FIGURE 4. Association between C5ORF46 expression and disease-free survival (DFS) or disease-free interval (DFI) and progression-free interval (PFI) in GI tumors. (A) Forest plot of the association between C5ORF46 expression and DFS/DFI. (B) Kaplan-Meier analysis of the association between C5ORF46 expression and PFI. (C–F) Kaplan-Meier analysis of the association between C5ORF46 expression and PFI in GEPIA. (G) Forest plot of the association between C5ORF46 expression and PFI. (H) Kaplan-Meier analysis of the association between C5ORF46 expression and PFI.

Our forest plots revealed significant connections between high C5ORF46 expression and low PFI in PAAD (HR = 1.55, p = 0.032) and STAD (HR = 2.04, p = 0.001) (Figure 4G). Kaplan-Meier analysis revealed that patients with high levels of C5ORF46 expression had poor PFI in PAAD (p = 0.018; Figure 4H). Hence, high C5ORF46 expression may be related to poor PFI in PAAD and STAD. These results suggest a negative correlation of C5ORF46 expression and patient prognosis in GI tumors. Therefore, C5ORF46 may be a possible prognostic indicator molecule in GI tumors.
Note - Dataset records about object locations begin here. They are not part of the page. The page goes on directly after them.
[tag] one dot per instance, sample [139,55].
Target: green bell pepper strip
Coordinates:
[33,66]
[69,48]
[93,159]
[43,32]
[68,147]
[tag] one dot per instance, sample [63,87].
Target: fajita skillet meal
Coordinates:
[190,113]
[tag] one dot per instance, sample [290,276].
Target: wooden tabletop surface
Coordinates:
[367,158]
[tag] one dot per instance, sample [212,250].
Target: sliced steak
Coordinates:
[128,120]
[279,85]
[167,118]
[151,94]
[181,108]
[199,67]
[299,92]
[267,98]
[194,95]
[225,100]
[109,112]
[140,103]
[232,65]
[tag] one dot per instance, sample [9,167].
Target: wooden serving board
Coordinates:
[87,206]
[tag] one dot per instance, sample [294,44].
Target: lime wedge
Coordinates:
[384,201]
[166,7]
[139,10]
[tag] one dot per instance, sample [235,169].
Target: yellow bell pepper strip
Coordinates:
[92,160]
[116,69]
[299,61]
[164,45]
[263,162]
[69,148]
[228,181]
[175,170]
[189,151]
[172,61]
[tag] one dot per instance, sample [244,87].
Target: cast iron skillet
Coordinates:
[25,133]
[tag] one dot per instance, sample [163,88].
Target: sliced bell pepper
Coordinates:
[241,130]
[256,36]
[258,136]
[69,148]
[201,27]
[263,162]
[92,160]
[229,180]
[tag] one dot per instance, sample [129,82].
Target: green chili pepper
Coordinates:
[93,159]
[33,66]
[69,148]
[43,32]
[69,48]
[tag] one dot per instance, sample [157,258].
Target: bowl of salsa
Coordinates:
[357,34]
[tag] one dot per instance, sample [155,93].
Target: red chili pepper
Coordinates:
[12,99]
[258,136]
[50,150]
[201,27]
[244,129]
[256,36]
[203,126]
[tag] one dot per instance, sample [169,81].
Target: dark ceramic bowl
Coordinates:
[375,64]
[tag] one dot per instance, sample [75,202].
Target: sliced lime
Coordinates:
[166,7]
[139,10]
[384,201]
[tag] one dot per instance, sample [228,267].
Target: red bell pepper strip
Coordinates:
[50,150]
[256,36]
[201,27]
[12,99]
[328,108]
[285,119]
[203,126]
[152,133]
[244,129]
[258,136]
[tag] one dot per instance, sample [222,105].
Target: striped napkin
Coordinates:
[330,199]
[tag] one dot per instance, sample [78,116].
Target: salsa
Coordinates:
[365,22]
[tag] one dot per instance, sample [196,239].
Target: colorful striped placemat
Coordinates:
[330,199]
C5ORF46 expression and clinical phenotypes

Subsequently, differential analysis of C5ORF46 expression profile was performed according to the staging of each tumor. We found C5ORF46 expression displayed significant difference between stages I and II in five out of seven types of GI tumor, including COAD (p = 0.018; Figure 5B), ESCA (p = 0.0014; Figure 5C), LIHC (p = 0.026; Figure 5D), PAAD (p = 0.014; Figure 5E), and READ (p = 0.0031; Figure 5F). However, we found no significant C5ORF46 expression differences between stages of CHOL (Figure 5A) and STAD (Figure 5G). Of the five GI tumors with statistical significance between C5ORF46 expression and disease stage, in all cases, stage II presented a higher C5ORF46 expression level compared with stage I. COAD (p = 0.033) and ESCA (p = 0.011) demonstrated differential C5ORF46 expression between stages I and III. READ demonstrated additional differential C5ORF46 expression between stage I and stage III (p = 0.00012) and stage IV (p = 0.032) respectively. In regard to COAD, ESCA, and READ, C5ORF46 expression levels in stage I were the lowest. C5ORF46 expression in READ patients underwent sequential upregulation through stage I, II, and III, that did not continue in stage IV.

FIGURE 5

FIGURE 5. Association between C5ORF46 expression and tumor stage in (A) cholangiocarcinoma (CHOL), (B) colon adenocarcinoma (COAD), (C) esophageal carcinoma (ESCA), (D) liver hepatocellular carcinoma (LIHC), (E) pancreatic adenocarcinoma (PAAD), (F) rectum adenocarcinoma (READ), (G) stomach adenocarcinoma (STAD).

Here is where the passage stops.